Musings and random glimpses into current events and my life. What could be more interesting?

Wednesday, November 2

An Affair to Remember


I've finally come to terms with the fact that, in the relationship with my iPod, we just come from different worlds.

The wreck of the day in this continuing love affair is the appearance this morning of the 'sad iPod' on my display. If you haven't seen the sad iPod yet, consider yourself lucky. It is kin to its precursor, the sad Mac. It is an iPod with x's for eyes and a frown. I think the visceral response that it evokes in me harkens back to my childhood when Mr. Yuck stared at me from every corner of the room with his green face and menacing tongue.

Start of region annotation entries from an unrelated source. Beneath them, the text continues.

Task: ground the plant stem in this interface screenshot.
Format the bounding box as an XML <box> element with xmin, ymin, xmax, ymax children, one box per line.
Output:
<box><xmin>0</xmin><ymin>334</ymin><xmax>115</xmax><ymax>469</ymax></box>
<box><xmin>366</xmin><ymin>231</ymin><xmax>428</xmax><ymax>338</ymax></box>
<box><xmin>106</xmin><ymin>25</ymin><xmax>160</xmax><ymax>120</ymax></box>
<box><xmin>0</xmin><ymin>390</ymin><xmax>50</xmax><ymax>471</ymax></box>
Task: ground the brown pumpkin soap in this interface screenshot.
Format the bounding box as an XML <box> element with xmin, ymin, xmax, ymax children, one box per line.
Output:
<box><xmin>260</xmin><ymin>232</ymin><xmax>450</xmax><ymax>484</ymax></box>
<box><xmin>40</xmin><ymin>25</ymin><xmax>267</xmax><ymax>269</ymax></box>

I have always been a bit leery of all things Apple. I come from the PC world. The world of clunky unattractive boxes. But it's a familiar place to me. However, I have also harbored a deep envy of the sleek, sexy design of Apple products. So when I embraced the iPod movement last year, I fell deeply in love. When my first iPod was stolen this year, I was inconsolable for days. A dark cloud hung over my life. I felt as though I had lost a loved one. I quickly forgot the bad memories, such as the days that it refused to listen to me. The days that it refused to mount my laptop or rise to the occasion at all with the battery dying after little use.

When I purchased my next iPod, the relationship was back on. However, the affair only lasted a month before the device started being temperamental. After a week of trying all the cajoling and tampering I could muster, it was sent back to Apple and promptly replaced in 2 days. That was a week ago. And then today, the sad iPod appeared.

One piece of criticism that has always been consistent about Windows and PC’s is that the error messages that they give you are cryptic and unintelligible, that they leave you scratching your head. However, I can say that, at the very least, the error message that you are given has some technical reference. If you are a savvy user or a technician, you can use this message to find the root of the problem. The only thing that I know about my iPod this morning is that it is sad. I have no clue why. Does it need therapy? Why won’t it open up to me?

What is it about these funny little pieces of machinery that keeps us coming back over and over and subjecting ourselves to the abuse? I have to consider whether the give and take is more give or take. I can say this. When the relationship is good, it’s great. But when it’s bad, it’s really bad. And something deep inside of me tells me that the love affair between my iPod and me is coming to a point of no return.